During the years of peace that followed, Bailly de Monthion served as chief of staff for a few different divisions. When war broke out in 1805, he served on the staff of the Grande Armée under Marshal Berthier, and he fought at Memmingen, Ulm, Hollabrunn, and the Battle of Austerlitz. Next Bailly de Monthion was sent on missions to Baden, Hesse, and Wurtemberg and he received the award of being named a Knight of the Order of Merit of Bavaria. He continued to serve on the staff of the Grande Armée throughout 1806, though during this time he served under Pannetier. That December he served at Nasielsk and Golymin , and then the following February he served at Hoff and the Battle of Eylau. At this point his skills were fully recognized and he officially became an aide to Berthier. Bailly de Monthion went on to serve at Heilsberg and Friedland that June and then he served as Governor of Tilsit.

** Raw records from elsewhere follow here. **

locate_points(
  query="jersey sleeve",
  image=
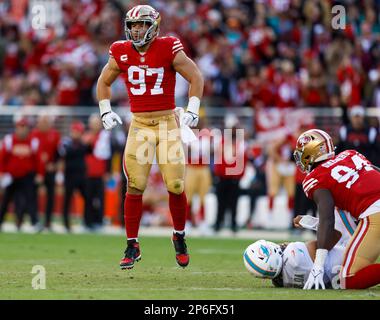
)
(312, 182)
(115, 50)
(175, 46)
(296, 265)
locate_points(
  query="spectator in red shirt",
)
(20, 170)
(230, 161)
(49, 139)
(97, 163)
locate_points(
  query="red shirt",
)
(353, 183)
(230, 164)
(49, 141)
(149, 77)
(19, 157)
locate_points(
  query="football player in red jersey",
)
(149, 64)
(350, 182)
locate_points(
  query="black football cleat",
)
(131, 254)
(179, 242)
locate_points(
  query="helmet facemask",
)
(313, 146)
(146, 15)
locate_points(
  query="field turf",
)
(86, 267)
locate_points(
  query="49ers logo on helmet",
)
(304, 140)
(153, 14)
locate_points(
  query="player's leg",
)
(359, 270)
(171, 160)
(7, 197)
(137, 162)
(69, 190)
(50, 192)
(190, 187)
(274, 183)
(290, 188)
(221, 191)
(233, 195)
(204, 187)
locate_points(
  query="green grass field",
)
(86, 267)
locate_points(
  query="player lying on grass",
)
(289, 264)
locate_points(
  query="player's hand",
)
(110, 120)
(315, 279)
(296, 221)
(190, 119)
(38, 179)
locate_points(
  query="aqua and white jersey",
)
(297, 264)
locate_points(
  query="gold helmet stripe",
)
(327, 139)
(134, 13)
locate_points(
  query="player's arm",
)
(189, 70)
(103, 92)
(326, 229)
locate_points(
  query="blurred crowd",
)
(224, 162)
(255, 53)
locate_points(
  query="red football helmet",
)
(145, 14)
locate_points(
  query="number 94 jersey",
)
(150, 76)
(350, 178)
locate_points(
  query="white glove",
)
(190, 119)
(315, 279)
(191, 116)
(316, 274)
(109, 118)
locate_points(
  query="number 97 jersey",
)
(350, 178)
(150, 76)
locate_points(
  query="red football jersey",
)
(150, 76)
(353, 183)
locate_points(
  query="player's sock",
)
(271, 201)
(189, 215)
(202, 213)
(291, 203)
(132, 214)
(364, 278)
(177, 205)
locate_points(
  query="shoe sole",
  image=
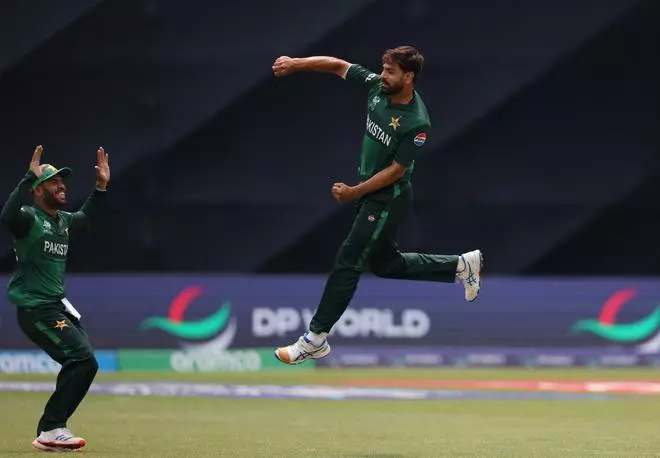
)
(481, 268)
(55, 447)
(312, 356)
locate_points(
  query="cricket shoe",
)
(470, 275)
(302, 350)
(58, 440)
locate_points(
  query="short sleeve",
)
(361, 76)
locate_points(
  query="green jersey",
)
(41, 244)
(394, 132)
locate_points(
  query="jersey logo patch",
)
(419, 139)
(375, 101)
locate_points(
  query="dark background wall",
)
(545, 151)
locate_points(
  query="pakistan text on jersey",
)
(55, 248)
(378, 133)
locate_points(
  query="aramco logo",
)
(216, 331)
(645, 331)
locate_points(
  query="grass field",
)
(119, 426)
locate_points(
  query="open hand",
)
(35, 162)
(102, 168)
(343, 193)
(283, 66)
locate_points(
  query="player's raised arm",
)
(17, 221)
(90, 208)
(353, 73)
(285, 65)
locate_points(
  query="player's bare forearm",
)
(324, 64)
(285, 65)
(380, 180)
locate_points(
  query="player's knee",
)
(381, 269)
(93, 365)
(89, 362)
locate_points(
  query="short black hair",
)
(408, 58)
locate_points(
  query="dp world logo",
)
(215, 332)
(645, 332)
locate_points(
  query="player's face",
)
(54, 192)
(393, 78)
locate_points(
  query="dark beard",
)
(392, 90)
(52, 202)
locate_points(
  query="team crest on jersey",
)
(419, 139)
(375, 101)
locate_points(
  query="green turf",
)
(191, 427)
(322, 376)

In 1808 Bailly de Monthion was named to the staff in Spain and he was sent on a mission to the King of Spain, Charles IV. That May he was promoted to général de brigade and then in June he fought at Vitoria . In September Bailly de Monthion fought at Bilbao where he was forced to abandon the city after a fight. In 1809 he was named a Baron of the Empire and he became Berthier's chief of staff for the Danube campaign. Over the course of the campaign Bailly de Monthion served at Eckmühl, Aspern-Essling , and Wagram . A month after the Battle of Wagram he was named a Count of the Empire and later he received more awards including the Grand Cross of the Order of Hesse and becoming a Commander of the Military Order of Wurtemberg. In 1810 Bailly de Monthion was given a task of inspecting the divisions destined to serve in Spain and in 1811 he took command of the depots of Basses-Pyrénées.
For the campaign against Russia of 1812, Bailly de Monthion became deputy chief of staff of the Grande Armée, serving under Marshal Berthier as usual. He served at Smolensk and Borodino before taking part in the retreat and serving at Maloyaroslavetz and the Berezina. That December Bailly de Monthion was promoted to général de division and then he replaced Berthier as chief of staff after Napoleon's departure. Bailly de Monthion started 1813 continuing as chief of staff to Prince Eugene and the army in Germany. After Marshal Berthier returned, Bailly de Monthion became deputy chief of staff again, and he served at Lützen, Bautzen, and Wurschen in May. He served throughout the campaigns that year and then during the defense of France of 1814.
In 1815 when Napoleon escaped from Elba for the Hundred Days, Bailly de Monthion rallied to him and since Berthier was unavailable, Bailly de Monthion was named chief of staff of the Army of the North. Since he had served as Berthier's understudy this was probably a wise choice, but Napoleon later appointed Marshal Soult as chief of staff and Bailly de Monthion as his deputy. Given the poor staff work of the campaign that June, this demotion for Bailly de Monthion probably contributed to the many communication errors during the campaign. Nevertheless, Bailly de Monthion served under Soult and fought at the Battle of Waterloo where he was wounded. Afterwards he was put on non-activity by the returning Bourbons.